Merge pull request #2243 from JoeStech/model-edits-distributed-inference

pareenaverma · web-flow · commit 941ef701a988 · 2025-08-20T07:41:17.000-04:00
Distributed inference LP changes
diff --git a/content/learning-paths/servers-and-cloud-computing/distributed-inference-with-llama-cpp/_index.md b/content/learning-paths/servers-and-cloud-computing/distributed-inference-with-llama-cpp/_index.md
@@ -10,7 +10,7 @@ learning_objectives:
     - Run a large quantized model (for example, Llama 3.1 405B) with distributed CPU inference on Arm machines
 
 prerequisites:
-    - Three AWS c8g.16xlarge instances with at least 2 TB of EBS storage
+    - Three AWS c8g.4xlarge instances with at least 500 GB of EBS storage
     - Python 3 installed on each instance
     - Access to Meta's gated repository for the Llama 3.1 model family and a Hugging Face token to download models
     - Familiarity with the Learning Path [Deploy a Large Language Model (LLM) chatbot with llama.cpp using KleidiAI on Arm servers](/learning-paths/servers-and-cloud-computing/llama-cpu)

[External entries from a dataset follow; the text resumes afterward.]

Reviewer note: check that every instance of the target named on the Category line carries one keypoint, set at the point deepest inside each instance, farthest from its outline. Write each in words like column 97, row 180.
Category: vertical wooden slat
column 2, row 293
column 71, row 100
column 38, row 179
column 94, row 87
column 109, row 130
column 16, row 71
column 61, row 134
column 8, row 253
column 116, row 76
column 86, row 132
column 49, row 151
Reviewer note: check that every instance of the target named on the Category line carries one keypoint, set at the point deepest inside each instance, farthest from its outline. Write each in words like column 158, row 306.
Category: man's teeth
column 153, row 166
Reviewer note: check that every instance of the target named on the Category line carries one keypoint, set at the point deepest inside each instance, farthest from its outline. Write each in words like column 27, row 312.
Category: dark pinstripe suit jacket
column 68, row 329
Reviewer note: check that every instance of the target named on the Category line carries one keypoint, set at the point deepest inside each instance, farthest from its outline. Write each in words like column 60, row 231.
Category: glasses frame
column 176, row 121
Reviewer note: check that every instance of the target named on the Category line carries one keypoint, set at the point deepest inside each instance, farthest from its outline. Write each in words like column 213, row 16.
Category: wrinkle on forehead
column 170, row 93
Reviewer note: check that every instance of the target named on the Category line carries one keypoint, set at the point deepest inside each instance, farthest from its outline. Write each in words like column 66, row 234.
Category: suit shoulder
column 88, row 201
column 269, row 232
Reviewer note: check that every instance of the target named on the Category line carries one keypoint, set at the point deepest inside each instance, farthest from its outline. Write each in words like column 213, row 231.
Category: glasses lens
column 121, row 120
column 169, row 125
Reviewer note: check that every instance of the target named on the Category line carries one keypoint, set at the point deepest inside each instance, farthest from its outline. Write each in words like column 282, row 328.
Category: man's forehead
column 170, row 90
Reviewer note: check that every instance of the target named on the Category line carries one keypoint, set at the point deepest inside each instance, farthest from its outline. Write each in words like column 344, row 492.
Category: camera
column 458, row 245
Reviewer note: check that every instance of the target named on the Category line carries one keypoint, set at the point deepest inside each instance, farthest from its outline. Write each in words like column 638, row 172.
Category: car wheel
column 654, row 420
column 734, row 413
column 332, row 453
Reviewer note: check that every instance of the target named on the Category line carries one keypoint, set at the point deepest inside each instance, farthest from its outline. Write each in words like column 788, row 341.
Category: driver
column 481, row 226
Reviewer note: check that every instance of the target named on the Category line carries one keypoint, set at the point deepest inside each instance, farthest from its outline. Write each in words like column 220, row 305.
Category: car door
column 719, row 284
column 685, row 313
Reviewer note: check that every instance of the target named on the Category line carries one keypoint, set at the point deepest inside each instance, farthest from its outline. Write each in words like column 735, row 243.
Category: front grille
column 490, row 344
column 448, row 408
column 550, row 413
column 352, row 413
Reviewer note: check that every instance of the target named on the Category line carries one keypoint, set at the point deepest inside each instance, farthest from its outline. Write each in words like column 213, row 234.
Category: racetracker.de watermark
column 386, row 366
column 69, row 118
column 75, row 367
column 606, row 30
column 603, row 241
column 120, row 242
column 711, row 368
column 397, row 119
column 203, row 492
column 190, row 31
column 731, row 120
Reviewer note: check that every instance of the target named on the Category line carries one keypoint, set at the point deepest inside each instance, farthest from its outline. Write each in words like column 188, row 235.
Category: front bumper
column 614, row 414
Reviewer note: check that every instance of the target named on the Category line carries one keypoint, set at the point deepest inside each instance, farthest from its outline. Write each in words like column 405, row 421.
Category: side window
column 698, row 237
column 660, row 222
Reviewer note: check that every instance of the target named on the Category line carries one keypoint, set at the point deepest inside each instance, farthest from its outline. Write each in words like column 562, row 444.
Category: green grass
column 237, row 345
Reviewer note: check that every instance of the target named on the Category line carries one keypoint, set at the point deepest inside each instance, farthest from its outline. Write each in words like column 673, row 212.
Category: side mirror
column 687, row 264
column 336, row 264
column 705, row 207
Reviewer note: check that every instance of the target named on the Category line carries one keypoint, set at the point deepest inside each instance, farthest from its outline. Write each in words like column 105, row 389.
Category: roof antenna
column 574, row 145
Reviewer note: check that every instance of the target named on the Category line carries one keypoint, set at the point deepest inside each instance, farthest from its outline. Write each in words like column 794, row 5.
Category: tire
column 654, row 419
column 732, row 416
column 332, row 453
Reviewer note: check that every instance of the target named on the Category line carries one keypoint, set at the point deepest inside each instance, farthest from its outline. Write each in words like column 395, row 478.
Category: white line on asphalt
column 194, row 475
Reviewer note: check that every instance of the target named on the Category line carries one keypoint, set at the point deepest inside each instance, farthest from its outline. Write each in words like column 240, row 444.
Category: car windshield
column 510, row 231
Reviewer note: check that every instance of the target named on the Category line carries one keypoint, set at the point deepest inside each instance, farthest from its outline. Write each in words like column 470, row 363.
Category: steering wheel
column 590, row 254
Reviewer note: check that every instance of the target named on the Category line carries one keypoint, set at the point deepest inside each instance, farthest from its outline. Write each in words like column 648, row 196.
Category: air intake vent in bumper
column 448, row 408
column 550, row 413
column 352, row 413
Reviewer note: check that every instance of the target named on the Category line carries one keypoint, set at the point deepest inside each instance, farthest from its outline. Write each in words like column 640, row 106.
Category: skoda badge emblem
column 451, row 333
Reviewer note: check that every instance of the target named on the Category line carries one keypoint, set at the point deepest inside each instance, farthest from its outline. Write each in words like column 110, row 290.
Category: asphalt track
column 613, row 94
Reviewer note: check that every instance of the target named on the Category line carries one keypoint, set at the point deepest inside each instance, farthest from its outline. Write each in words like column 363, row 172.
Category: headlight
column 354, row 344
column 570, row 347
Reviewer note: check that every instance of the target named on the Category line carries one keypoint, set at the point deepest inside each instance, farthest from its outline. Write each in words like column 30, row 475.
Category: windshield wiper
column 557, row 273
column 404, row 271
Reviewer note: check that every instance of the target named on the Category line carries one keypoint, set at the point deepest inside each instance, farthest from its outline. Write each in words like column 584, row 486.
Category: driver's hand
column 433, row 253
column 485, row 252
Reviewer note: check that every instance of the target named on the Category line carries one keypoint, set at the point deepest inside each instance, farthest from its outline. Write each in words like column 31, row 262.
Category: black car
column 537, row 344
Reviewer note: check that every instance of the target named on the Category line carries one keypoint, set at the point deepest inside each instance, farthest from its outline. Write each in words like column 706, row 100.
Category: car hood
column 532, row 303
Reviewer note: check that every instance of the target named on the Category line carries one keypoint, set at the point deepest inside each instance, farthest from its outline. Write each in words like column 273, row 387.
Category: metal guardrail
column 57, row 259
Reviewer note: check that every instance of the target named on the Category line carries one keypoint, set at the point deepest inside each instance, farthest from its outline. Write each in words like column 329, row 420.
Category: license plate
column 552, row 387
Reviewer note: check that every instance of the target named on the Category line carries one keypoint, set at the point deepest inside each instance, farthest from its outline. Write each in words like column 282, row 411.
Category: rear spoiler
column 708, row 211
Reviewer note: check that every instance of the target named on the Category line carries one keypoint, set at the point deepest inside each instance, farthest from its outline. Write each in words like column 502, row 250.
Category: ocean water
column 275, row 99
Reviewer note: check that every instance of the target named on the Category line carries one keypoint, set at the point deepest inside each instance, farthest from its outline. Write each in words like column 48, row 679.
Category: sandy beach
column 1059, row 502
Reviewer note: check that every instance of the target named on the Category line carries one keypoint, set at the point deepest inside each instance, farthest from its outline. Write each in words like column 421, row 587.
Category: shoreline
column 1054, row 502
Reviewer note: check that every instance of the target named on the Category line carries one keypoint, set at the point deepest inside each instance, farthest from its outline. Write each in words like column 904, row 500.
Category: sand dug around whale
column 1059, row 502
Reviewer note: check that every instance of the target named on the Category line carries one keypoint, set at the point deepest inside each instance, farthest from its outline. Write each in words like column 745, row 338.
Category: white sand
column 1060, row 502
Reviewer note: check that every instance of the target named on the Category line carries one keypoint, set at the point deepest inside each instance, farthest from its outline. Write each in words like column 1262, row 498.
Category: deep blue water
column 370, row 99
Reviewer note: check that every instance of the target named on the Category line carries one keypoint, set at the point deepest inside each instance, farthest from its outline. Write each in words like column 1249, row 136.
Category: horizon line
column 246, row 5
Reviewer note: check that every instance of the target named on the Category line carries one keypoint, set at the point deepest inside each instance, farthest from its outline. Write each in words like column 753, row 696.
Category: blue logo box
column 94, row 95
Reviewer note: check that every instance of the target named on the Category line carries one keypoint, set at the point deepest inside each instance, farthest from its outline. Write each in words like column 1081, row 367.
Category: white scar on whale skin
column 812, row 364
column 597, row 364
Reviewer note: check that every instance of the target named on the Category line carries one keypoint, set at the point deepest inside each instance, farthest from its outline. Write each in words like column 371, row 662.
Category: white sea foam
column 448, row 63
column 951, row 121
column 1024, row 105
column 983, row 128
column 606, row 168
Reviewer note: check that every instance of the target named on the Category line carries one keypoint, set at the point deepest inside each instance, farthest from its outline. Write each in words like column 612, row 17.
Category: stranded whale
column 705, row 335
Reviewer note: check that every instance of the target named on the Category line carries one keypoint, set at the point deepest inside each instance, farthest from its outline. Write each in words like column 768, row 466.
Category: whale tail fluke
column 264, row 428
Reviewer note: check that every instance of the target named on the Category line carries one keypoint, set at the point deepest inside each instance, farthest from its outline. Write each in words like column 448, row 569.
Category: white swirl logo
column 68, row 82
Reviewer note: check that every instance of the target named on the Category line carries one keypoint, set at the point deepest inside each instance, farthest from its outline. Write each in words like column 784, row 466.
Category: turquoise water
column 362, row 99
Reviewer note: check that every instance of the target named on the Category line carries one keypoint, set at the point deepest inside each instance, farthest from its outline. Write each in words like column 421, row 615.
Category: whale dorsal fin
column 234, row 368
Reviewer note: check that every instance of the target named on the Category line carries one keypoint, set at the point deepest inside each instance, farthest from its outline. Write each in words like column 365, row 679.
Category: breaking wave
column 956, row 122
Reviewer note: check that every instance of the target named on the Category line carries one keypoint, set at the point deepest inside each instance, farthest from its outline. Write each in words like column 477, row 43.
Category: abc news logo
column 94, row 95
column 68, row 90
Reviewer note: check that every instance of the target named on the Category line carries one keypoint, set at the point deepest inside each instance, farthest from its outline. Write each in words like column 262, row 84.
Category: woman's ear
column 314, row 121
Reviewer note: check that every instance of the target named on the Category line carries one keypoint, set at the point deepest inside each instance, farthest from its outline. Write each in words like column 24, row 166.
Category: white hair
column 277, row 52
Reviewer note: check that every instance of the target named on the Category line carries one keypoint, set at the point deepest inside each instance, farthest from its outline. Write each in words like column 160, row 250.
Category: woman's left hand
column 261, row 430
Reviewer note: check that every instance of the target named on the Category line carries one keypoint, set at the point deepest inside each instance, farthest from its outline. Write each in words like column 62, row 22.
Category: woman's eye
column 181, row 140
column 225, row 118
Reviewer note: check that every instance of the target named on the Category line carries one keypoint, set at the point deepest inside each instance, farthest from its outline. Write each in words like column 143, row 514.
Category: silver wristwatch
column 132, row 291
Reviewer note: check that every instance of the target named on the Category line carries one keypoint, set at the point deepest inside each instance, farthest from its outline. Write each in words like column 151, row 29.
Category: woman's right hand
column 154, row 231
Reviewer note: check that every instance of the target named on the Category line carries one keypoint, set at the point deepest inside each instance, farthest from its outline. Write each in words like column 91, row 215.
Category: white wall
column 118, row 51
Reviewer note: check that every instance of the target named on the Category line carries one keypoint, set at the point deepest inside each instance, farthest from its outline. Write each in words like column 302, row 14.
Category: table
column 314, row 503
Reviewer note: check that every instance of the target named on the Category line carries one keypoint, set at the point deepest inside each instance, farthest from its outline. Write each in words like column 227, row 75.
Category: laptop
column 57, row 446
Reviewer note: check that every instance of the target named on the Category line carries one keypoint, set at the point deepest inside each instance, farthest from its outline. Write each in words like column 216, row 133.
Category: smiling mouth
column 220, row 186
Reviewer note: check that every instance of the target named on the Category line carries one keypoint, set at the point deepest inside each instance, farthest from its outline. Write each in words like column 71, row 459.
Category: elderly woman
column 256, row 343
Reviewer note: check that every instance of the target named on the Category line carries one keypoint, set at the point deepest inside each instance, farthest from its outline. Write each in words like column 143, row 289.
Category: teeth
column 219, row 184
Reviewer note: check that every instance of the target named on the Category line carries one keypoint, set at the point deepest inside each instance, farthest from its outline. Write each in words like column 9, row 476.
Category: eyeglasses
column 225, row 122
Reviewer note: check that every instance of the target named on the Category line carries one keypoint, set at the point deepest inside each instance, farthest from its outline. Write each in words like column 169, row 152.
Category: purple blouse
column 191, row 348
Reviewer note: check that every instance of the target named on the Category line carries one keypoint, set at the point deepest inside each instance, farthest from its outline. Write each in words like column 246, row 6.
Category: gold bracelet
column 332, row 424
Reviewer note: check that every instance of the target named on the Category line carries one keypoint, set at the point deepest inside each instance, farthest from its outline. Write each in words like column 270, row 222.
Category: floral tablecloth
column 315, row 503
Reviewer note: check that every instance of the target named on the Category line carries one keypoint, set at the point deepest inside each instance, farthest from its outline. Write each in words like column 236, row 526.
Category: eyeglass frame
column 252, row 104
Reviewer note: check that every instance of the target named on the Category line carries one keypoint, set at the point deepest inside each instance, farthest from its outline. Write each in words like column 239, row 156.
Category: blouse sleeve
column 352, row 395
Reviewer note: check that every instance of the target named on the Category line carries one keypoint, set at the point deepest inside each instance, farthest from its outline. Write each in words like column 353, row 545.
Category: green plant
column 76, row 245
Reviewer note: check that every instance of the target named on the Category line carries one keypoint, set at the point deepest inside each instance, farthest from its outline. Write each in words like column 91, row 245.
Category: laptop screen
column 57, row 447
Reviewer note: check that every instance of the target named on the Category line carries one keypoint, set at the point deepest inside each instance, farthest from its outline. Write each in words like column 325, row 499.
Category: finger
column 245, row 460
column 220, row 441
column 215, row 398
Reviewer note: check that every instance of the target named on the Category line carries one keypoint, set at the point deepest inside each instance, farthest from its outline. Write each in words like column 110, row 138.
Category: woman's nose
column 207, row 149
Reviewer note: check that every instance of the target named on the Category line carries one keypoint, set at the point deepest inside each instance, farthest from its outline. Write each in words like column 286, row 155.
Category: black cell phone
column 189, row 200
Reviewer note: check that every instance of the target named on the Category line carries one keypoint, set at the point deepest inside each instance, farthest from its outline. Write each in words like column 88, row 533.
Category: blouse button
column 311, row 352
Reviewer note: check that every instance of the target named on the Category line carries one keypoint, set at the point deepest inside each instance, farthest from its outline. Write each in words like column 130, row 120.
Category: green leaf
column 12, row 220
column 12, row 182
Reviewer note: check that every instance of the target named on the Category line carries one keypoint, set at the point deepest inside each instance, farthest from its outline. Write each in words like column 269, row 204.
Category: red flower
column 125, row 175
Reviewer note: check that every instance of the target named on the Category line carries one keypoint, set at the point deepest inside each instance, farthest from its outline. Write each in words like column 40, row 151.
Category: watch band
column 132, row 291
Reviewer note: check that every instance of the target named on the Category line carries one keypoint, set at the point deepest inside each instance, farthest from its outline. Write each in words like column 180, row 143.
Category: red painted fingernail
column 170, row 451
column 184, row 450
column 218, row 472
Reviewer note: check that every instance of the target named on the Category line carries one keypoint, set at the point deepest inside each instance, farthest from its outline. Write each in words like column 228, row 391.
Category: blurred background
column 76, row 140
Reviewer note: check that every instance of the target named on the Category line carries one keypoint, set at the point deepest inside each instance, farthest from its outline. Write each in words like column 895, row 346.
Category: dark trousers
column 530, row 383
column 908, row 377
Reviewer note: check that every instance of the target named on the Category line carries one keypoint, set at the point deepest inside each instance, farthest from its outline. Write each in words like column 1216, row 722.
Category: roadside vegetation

diff --git a/content/learning-paths/servers-and-cloud-computing/distributed-inference-with-llama-cpp/how-to-1.md b/content/learning-paths/servers-and-cloud-computing/distributed-inference-with-llama-cpp/how-to-1.md
@@ -8,23 +8,23 @@ layout: learningpathall
 
 ## Overview
 
-This example runs on three AWS Graviton4 `c8g.16xlarge` instances. Each instance has 64 cores, 128 GB of RAM, and 2 TB of disk storage to store the downloaded and quantized model weights.
+This example runs on three AWS Graviton4 `c8g.4xlarge` instances. Each instance has 16 cores, 32 GB of RAM, and 200 GB of disk storage to store the downloaded and quantized model weights.
 
 In this Learning Path, you will:
 
-- Download Meta's [Llama 3.1 405B parameter model](https://huggingface.co/meta-llama/Llama-3.1-405B).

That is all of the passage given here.